Bild: Nach der Attacke: Israelischer Soldat und eine Frau unter Schock am Jerus…
Jerusalem taz | Als im Zug jemand meint, einen Terroristen entdeckt zu
haben, bricht Panik aus. Die Notbremse wird gezogen. Voll Angst drängen
Dutzende Leute zu den Türen, springen die Stufen hinab, rennen los. Am Ende
ist es nur ein Gerücht. Niemand hatte vor, willkürlich mit einem Messer um
sich zu stechen. Sieben Leute müssen mit Schock ins Krankenhaus.
Falscher Alarm legt auch in Tel Aviv den Verkehr stundenlang lahm. Auf der
Suche nach zwei verdächtigen Arabern sperrt die Polizei eine zentrale
Straßenkreuzung. Die beiden sind zur Arbeit in Tel Aviv – und, wie sich
später erweist, harmlos.
Seit gut zwei Wochen vergeht kein Tag, an dem nicht ein Palästinenser
versucht, Israelis mit einem Messer anzugreifen. Jedes Mal wird der Täter
von Pistolenkugeln niedergestreckt.
Auf beiden Seiten wächst die Angst, plötzlich angegriffen oder fälschlich
für einen Angreifer gehalten zu werden. Schon ist von einer neuen Intifada
die Rede. Aber für einen palästinensischen Volksaufstand müssten sich die
Palästinenser zunächst einmal in den eigenen Reihen einig sein.

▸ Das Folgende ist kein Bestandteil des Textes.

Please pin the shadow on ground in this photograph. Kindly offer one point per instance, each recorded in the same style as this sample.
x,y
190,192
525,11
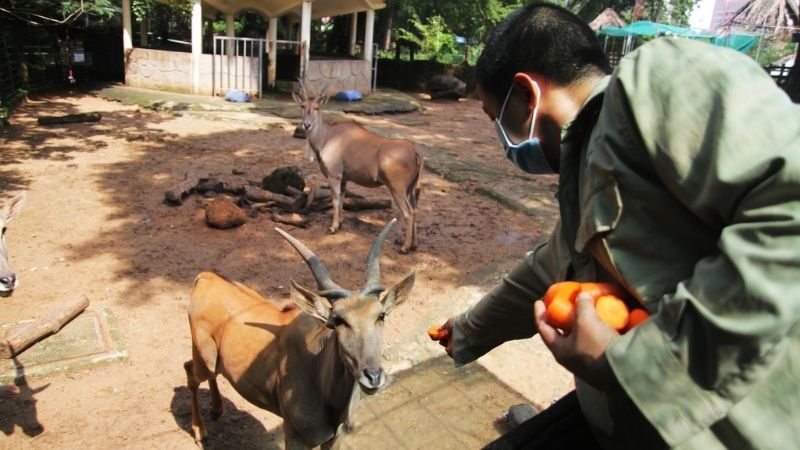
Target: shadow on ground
x,y
233,429
433,405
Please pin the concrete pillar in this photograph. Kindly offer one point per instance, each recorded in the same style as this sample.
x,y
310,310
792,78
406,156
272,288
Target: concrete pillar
x,y
143,29
305,34
368,34
197,43
272,48
229,32
353,33
127,29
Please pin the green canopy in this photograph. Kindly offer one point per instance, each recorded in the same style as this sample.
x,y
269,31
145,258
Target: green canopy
x,y
738,41
648,29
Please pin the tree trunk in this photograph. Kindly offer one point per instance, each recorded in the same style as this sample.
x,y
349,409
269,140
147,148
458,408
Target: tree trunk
x,y
17,341
387,38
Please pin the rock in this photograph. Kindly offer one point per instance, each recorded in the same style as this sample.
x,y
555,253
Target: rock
x,y
282,177
222,213
517,414
446,86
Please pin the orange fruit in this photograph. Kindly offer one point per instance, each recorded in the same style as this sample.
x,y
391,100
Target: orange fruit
x,y
597,290
637,316
437,333
564,290
560,314
612,311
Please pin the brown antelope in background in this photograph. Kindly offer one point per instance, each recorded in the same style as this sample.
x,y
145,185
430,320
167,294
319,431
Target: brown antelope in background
x,y
346,151
8,279
306,363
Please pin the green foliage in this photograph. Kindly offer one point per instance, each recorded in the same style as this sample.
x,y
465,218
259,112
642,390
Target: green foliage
x,y
432,37
56,12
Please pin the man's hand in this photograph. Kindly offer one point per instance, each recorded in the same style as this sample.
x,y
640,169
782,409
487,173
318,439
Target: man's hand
x,y
447,336
582,351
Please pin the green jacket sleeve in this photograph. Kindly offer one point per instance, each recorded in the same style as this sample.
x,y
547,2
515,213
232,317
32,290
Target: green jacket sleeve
x,y
725,141
506,312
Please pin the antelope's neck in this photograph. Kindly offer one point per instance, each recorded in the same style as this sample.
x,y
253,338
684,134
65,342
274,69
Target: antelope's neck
x,y
317,135
335,382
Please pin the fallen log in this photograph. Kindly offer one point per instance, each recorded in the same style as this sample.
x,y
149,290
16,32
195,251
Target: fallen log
x,y
290,219
20,339
69,118
179,190
350,204
258,195
219,185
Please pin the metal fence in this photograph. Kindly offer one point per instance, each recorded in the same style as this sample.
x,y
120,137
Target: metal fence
x,y
237,64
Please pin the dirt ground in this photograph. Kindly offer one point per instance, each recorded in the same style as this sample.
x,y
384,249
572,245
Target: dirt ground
x,y
95,224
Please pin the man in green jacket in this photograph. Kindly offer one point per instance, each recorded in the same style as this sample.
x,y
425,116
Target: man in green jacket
x,y
680,181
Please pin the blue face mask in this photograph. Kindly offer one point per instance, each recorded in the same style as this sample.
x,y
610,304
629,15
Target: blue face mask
x,y
528,154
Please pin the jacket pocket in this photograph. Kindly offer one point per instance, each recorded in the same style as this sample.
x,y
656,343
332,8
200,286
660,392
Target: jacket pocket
x,y
601,211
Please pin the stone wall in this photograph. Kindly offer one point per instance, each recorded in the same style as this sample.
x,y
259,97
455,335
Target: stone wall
x,y
172,71
340,74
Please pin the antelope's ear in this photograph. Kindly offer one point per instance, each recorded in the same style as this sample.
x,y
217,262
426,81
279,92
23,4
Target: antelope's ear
x,y
310,303
13,207
398,293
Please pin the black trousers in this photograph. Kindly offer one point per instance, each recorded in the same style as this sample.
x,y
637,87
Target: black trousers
x,y
561,426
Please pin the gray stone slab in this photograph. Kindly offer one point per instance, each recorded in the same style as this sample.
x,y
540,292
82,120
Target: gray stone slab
x,y
90,339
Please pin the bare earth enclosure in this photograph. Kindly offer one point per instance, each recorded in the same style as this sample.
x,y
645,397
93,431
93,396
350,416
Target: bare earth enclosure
x,y
95,223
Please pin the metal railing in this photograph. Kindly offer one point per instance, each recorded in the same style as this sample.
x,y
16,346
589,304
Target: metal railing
x,y
237,63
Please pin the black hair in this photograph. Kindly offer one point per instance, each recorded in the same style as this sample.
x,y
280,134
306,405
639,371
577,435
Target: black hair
x,y
544,39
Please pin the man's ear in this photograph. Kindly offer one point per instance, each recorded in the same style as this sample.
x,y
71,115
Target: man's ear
x,y
398,293
310,303
527,85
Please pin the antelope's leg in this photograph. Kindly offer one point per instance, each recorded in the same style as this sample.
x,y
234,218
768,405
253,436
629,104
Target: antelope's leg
x,y
198,428
408,220
292,440
336,199
216,399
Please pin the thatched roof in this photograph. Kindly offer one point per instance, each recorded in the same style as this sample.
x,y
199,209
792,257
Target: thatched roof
x,y
608,18
767,14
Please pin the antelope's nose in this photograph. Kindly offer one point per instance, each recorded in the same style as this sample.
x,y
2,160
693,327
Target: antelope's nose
x,y
8,281
374,376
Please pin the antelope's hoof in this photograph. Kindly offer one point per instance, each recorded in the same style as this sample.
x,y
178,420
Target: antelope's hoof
x,y
406,250
200,435
9,392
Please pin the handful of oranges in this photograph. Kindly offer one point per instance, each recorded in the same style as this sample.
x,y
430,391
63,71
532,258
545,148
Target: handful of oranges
x,y
560,302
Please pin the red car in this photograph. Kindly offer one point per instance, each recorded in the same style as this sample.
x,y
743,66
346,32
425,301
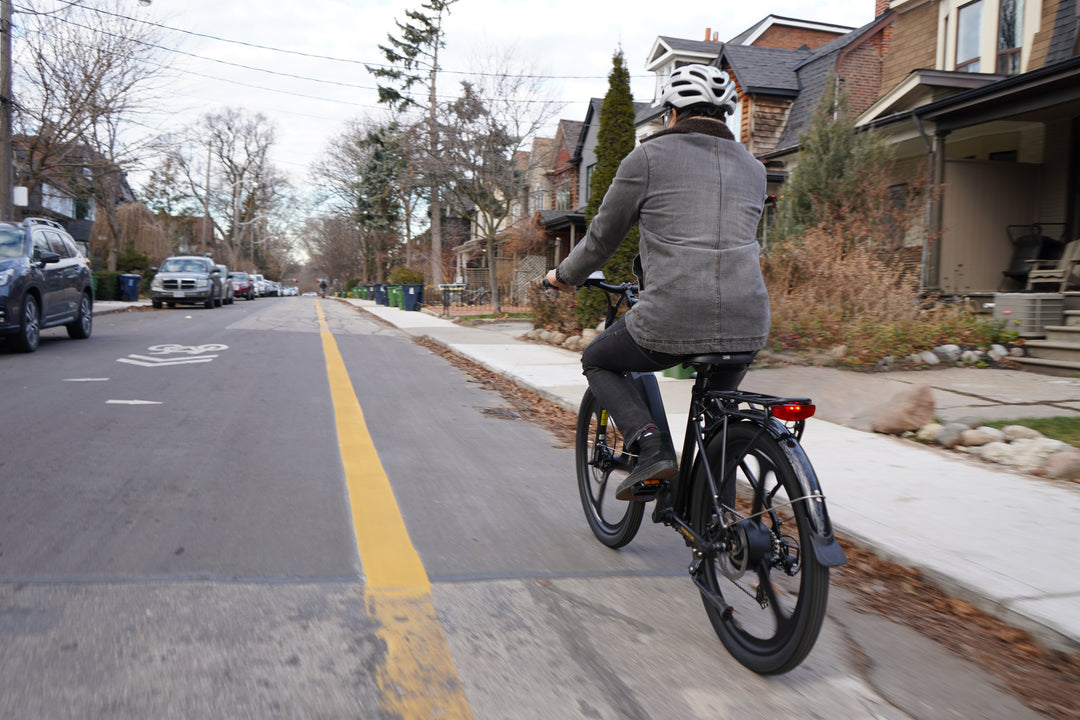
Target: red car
x,y
242,285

## Uneinigkeit begrenzt Gewalt
Die beiden großen Organisationen Fatah und Hamas bleiben jedoch zerstritten
– und diesem Zwist ist es zu verdanken, dass die palästinensische Führung
in Ramallah in jenen Gebieten, die unter ihrer Kontrolle stehen, die Gewalt
in Grenzen hält.
Ganz andere Regeln gelten indes für Ostjerusalem und den Gazastreifen. Und
wieder ganz anders ist die Lage in den arabisch-israelischen Ortschaften –
an der einzigen Front, an der es bislang keine Toten gab.
In Israel, wo die Araber rund 20 Prozent der Gesamtbevölkerung stellen, gab
es bislang vier von Staatsbürgern verübte Übergriffe – je zwei Täter waren
muslimische, die anderen beiden jüdische Israelis.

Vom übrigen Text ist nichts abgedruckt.